Deux billes noires sous une frange grise. Bouille ronde et truffe joyeuse. Pelage bouclé et queue en pompon crème. On ne connais pas vraiment sa race. Bichon. Shih tzu. Caniche. Peu importe. A peine plus gros qu’un chat, court sur pattes, il a été jeté d’une voiture dans un fossé de campagne. Une femme qui avait tout vu a arrêté sa voiture et récupéré la boule tremblante. Elle l’a appelé Oscar. C’est ma maman.
Aujourd’hui, elle ne peut plus s’en occuper. Le chien a passé plus de sept mois chez nous. Hors de question de lui rendre après sa dernière chute. Les chats se sont habitués à lui. Mon nombre de pas quotidien a fabuleusement augmenté au rythme des promenades quotidiennes. Ses aboiements doublaient la sonnette à chaque visite. Sa bonne tête nous attendrissait. Mais nous ne voulions pas d’un chien. Nous aimons l’indépendance de nos chats, leur tendresse distante.

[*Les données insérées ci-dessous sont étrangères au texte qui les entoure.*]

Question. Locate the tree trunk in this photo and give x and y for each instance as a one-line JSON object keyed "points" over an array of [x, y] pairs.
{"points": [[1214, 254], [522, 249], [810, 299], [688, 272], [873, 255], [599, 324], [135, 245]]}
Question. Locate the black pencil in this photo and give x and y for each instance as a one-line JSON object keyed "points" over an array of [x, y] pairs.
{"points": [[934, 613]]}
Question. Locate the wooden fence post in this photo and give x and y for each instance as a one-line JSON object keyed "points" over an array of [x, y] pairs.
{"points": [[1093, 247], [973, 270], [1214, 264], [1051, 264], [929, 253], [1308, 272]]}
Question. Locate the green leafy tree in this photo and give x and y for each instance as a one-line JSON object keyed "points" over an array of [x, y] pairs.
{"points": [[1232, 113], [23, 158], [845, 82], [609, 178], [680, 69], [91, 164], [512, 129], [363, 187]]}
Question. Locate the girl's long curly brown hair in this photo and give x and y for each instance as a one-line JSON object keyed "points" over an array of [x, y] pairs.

Le jour de Noël, un ami nous a téléphoné. Il avait entendu parler du chien par Hortense, très amie avec son fils. Il voulait en savoir plus.
Ce soir, Oscar a finalement rejoint sa nouvelle famille. Ils étaient cinq pour l’accueillir, curieux de le découvrir, avides de l’intégrer, à l’écoute de ses réactions. Gros os. Autorisation de dormir dans les chambres. Dix mains pour le câliner.
Cette nouvelle année commence sous les meilleurs auspices.